The first thing I learned to cook when I was just a young child was homemade fresh tomato soup. My great grandmother took me out to find the best and most plump ripe garden tomatoes to make this creamy, and velvety soup. I had had canned soup before, but nothing like this AMAZING soup! I was hooked! I could not wait until we could go out and get some more tomatoes to make another pot of soup! It was summertime and most people think of soup as a cold weather item, not me! I just LOVE this soup anytime of the year, but especially when the tomatoes are fresh out of the garden!
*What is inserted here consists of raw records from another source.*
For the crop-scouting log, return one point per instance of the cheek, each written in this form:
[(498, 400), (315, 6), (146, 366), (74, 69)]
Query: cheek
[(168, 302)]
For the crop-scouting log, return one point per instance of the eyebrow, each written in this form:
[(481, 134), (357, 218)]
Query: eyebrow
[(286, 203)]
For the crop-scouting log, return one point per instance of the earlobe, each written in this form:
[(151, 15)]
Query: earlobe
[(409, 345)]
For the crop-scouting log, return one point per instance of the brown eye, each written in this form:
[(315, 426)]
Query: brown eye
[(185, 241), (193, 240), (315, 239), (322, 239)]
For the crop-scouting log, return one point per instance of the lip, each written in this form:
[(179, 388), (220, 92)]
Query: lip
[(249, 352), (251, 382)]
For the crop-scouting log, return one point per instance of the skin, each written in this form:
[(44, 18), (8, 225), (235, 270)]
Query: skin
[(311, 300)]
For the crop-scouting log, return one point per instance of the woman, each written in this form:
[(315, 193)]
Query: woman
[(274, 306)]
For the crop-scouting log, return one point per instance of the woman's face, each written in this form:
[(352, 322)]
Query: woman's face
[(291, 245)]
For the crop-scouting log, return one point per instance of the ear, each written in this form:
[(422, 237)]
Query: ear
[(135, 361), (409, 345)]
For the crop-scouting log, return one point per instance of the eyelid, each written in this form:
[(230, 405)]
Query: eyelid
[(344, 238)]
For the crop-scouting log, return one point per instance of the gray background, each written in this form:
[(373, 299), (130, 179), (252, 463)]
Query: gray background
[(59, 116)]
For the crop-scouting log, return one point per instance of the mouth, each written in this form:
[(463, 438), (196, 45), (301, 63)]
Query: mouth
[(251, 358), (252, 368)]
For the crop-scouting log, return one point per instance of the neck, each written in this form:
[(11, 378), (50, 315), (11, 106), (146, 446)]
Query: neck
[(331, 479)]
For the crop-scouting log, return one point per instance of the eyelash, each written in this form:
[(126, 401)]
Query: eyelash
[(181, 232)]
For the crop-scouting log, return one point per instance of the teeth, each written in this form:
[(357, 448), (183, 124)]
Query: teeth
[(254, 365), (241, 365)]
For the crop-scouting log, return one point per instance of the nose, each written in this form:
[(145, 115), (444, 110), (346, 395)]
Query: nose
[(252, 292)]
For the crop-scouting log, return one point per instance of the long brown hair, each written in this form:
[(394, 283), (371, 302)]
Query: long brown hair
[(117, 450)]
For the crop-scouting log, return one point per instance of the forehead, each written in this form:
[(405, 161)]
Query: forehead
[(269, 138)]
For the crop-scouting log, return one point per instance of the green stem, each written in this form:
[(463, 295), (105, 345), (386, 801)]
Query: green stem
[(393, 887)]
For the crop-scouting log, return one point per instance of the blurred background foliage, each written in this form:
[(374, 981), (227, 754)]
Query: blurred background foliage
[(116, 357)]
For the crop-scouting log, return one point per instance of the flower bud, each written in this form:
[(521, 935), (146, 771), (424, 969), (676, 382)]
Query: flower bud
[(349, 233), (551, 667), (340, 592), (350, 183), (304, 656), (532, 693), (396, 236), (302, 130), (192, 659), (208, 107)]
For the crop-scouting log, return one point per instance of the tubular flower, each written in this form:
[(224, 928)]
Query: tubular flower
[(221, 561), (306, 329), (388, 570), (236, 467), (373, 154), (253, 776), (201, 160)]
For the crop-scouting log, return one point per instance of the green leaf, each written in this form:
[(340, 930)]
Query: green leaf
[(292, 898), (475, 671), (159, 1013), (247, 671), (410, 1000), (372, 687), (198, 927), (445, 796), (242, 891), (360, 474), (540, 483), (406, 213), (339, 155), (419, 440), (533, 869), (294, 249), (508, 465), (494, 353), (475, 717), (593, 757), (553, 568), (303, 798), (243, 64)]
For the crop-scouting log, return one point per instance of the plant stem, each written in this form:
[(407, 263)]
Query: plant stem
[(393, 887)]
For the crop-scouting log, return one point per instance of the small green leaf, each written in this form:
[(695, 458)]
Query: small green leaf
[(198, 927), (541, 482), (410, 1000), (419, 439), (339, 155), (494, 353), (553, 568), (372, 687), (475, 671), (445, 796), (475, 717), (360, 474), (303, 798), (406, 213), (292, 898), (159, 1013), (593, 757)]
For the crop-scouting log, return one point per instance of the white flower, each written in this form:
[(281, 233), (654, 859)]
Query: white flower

1. In a large soup pot, bring water to boil. Add tomatoes, celery, onion, oregano, basil, brown sugar (or other suggested sugar or substitute), and water. Reduce heat, cover pot with lid and simmer until tender, about 20 minutes. Put tomato mixture into a blender (be careful because hot soup can pop the lid off and burn you), or push through a sieve instead. When smooth, put back into soup pot and set tomato mixture aside.
2. In a saucepan over medium heat, add cream cheese and blend in flour until smooth. Next slowly stir in 2 cups half and half, continue to stir until milk mixture thickens.
3. Pour milk mixture into soup pot with tomato mixture. While soup is simmering, slowly add the remaining cup of half & half to bring tomato soup to desire consistency. As a final touch, season soup with sea salt and freshly ground pepper to preferred taste and serve tomato soup in soup bowls. Enjoy!
Serving suggestions: Serve with your favorite kind of crackers, pita chips, or toasted bread points.